A democracia deverá ser a participação do povo nas decisões das linhas politicas do país, mas na nossa, o povo «compra» a imagem do politico que se propôs gerir os destinos da nação por um período determinado, enquanto esse mesmo vendeu a sua imagem cheia de promessas, que na realidade nunca a irá cumprir e que em nada beneficiarão aqueles a quem foram apresentadas essas (receitas).
Até quando a democracia em Portugal será exclusiva responsabilidade dos «profissionais» da politica?
O povo se não quer participar nos destinos do país com a sua opinião e decisão, ao menos que seja necessário obrigá-lo a ser responsável dos seus actos, perante o regime democrático que achou por bem aceitar, por razões várias, à 40 anos atrás.
É inconcebível que tenhamos de suportar governantes que dia após dia, contribuem para a degradação do país e das suas gentes e nada se possa fazer num país onde supostamente vigora um regime democrático!
Ainda não cheguei a compreender, como se pode permitir à frente da administração de um país que se diz viver em democracia, quando cada vez mais os nossos melhores quadros, formados com o dinheiro dos nossos impostos, é-lhes negada a sua evolução profissional no seu próprio país, onde pudessem contribuir com o seu trabalho, no desenvolvimento da sua nação, pois para isso, todos os cidadãos contribuíram, agora deitamos fora o fruto do nosso investimento.

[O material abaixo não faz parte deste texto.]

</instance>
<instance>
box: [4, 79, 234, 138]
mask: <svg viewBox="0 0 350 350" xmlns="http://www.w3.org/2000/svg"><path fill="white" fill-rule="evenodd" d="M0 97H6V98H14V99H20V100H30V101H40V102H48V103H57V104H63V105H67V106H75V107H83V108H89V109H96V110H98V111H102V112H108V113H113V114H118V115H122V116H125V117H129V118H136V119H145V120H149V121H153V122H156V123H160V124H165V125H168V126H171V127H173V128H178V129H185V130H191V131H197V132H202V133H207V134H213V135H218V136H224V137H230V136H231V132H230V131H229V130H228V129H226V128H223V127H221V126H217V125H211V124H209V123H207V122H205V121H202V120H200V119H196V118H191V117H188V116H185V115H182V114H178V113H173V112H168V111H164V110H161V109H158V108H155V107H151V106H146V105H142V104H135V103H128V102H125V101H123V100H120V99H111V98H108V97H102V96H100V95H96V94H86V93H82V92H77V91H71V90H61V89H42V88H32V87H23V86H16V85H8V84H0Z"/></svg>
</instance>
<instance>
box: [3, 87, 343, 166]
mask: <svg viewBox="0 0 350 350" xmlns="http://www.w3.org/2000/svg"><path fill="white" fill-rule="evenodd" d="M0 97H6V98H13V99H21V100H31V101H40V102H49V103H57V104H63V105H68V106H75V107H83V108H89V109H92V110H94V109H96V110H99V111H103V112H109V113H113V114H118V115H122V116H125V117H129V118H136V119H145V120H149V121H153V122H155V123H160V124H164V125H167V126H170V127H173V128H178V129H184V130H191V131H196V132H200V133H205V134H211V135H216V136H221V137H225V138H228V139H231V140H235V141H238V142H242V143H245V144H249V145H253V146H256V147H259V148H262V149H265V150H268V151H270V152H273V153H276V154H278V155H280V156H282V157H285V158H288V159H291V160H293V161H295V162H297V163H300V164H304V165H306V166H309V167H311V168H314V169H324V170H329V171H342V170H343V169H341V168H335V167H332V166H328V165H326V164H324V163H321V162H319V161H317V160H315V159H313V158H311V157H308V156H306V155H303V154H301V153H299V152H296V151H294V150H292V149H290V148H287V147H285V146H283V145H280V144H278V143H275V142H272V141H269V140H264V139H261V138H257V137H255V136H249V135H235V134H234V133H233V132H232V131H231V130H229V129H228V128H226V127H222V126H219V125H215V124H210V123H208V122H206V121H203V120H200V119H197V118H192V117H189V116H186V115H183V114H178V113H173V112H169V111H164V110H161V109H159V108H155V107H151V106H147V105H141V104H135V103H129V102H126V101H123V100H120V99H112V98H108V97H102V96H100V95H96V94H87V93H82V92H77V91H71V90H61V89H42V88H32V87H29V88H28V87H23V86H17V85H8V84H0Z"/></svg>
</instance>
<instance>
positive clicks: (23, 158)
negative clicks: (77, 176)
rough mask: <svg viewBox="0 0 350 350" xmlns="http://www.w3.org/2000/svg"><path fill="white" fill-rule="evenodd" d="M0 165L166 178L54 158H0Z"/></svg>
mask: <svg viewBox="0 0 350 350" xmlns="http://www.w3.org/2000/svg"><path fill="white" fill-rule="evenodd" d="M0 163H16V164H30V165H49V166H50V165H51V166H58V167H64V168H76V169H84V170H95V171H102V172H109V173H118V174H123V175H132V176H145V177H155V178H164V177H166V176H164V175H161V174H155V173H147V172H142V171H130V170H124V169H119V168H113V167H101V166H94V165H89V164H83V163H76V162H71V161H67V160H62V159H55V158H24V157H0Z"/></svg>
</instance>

Um sistema de saúde a regredir, uma educação deficitária e subaproveitada, a insegurança que prolifera por este país fora, dadas as péssimas condições que ao longo destas décadas foram levadas inúmeras família, o aumento dos suicídios, dos sem abrigo, dos desempregados suportados por aqueles que têm de trabalhar muito mais para os subsidiar, os idosos que durante décadas trabalharam para ter no futuro uma vida digna, vêm-se a braços com situações de miséria, as empresas cada vez mais entram em colapso financeiro dado o garrote fiscal a que são submetidas, gastam-se balúrdios em investimentos duvidosos e sobretudo protegem-se aqueles que menos produzem.
Até quando teremos que permitir que a nossa suposta democracia, pactue deste tipo de atitudes?
Quando teremos a consciência plena de que, sermos nós os cidadãos que temos que tomar as rédeas das decisões e pôr o país em movimento, na linha certa em consonância com o verdadeiro conceito de democracia?
Continuamos a não querer aprender com aqueles que com problemas como o nosso, optaram por soluções que estão a resultar, mas para isso foi necessário o povo tomar consciência de que a democracia é da responsabilidade de todos. Acreditar nos políticos já é coisa muito difícil, ao menos acreditemos no povo se este se empenhar em resolver os seus problemas, participando activamente no debate e apresentando soluções para esta enorme lista de inúmeros problemas nos quais o nosso país se encontra mergulhado.
O voto obrigatório, e a participação nas decisões mais relevantes do país, através dos referendos, faria sem sombra de duvidas, os portugueses muito mais responsáveis pelo funcionamento da autentica democracia na sua terra, e retiraria muita da irresponsabilidades dos políticos, quanto à gestão administrativa do nosso país.